The name of the verified dataset, with a prefix if necessary, is returned.

Efficient Data Access

Most of the time we need to iterate over the Data table, one row at a time, collecting data or processing information. These methods simplify the process.

    $Data->iterate( sub {
       my $row = shift;
       my $number = $row->value($index);
       my $log_number = log($number);
       $row->value($index, $log_number);
    } );

This method will process a code reference on every row in the data table. Pass a subroutine or code reference. The subroutine will receive the row as a Bio::ToolBox::Data::Feature object. With this object, you can retrieve values, set values, and add new values.


This returns an Bio::ToolBox::Data::Iterator object, which has one method, next_row(). Call this method repeatedly until it returns undef to work through each row of data.

Users of the Bio::DB family of database adaptors may recognize the analogy to the seq_stream() method.

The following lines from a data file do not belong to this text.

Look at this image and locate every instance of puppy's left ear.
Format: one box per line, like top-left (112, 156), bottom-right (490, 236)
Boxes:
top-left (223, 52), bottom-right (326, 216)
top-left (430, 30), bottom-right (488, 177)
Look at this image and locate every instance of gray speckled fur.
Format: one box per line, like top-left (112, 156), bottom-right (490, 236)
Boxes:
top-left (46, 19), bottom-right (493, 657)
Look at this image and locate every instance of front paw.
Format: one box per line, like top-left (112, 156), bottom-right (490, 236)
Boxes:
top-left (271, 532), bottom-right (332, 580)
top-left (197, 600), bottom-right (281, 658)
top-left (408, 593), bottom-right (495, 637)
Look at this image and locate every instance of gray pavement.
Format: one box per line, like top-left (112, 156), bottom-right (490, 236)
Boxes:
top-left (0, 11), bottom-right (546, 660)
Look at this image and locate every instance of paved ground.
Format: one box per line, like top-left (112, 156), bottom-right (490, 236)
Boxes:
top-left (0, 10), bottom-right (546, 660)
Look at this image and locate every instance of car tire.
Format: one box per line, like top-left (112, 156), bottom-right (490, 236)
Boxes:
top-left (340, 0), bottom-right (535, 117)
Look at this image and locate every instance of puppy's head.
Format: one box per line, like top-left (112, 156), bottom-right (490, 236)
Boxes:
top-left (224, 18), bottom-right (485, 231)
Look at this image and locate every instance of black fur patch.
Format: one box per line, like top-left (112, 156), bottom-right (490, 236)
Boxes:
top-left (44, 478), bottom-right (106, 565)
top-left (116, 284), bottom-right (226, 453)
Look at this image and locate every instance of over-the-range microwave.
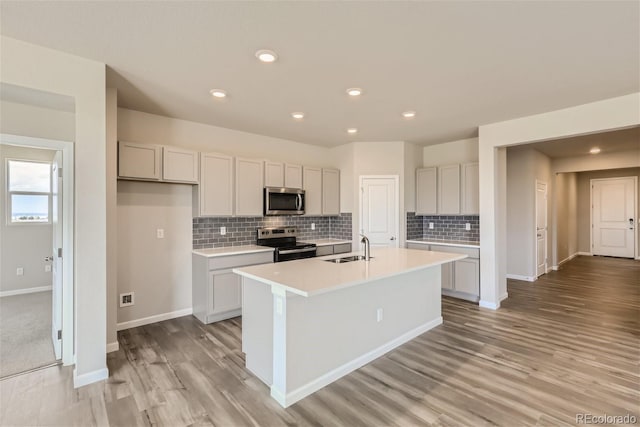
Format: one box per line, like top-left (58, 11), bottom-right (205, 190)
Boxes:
top-left (264, 187), bottom-right (304, 215)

  my $stream = $Data->row_stream;
  while (my $row = $stream->next_row) {
     # each $row is a Bio::ToolBox::Data::Feature object
     # representing the row in the data table
     my $value = $row->value($index);
     # do something with $value

Called from a Bio::ToolBox::Data::Iterator object, it returns a Bio::ToolBox::Data::Feature row object. If SeqFeature objects are associated with the row, perhaps from a parsed input annotation file, then they are automatically associated with the row object. (Previous versions required separately calling the seqfeature() row method to perform this.)

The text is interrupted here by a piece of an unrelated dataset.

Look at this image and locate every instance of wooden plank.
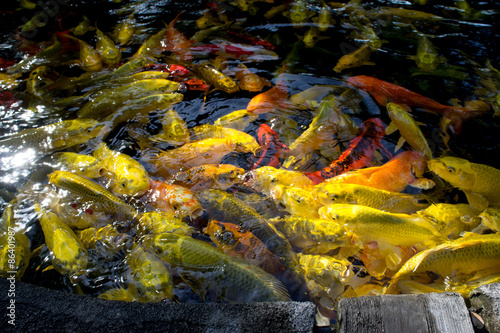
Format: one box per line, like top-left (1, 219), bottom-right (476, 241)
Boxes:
top-left (469, 283), bottom-right (500, 332)
top-left (337, 293), bottom-right (474, 333)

Bio::ToolBox::Data::Feature, Bio::ToolBox::SeqFeature, Bio::DB::Sam, Bio::DB::HTS, Bio::DB::BigWig, Bio::DB::BigBed, Bio::DB::USeq, Bio::DB::SeqFeature::Store, Bio::Perl


 Timothy J. Parnell, PhD
 Dept of Oncological Sciences
 Huntsman Cancer Institute
 University of Utah
 Salt Lake City, UT, 84112

This package is free software; you can redistribute it and/or modify it under the terms of the Artistic License 2.0.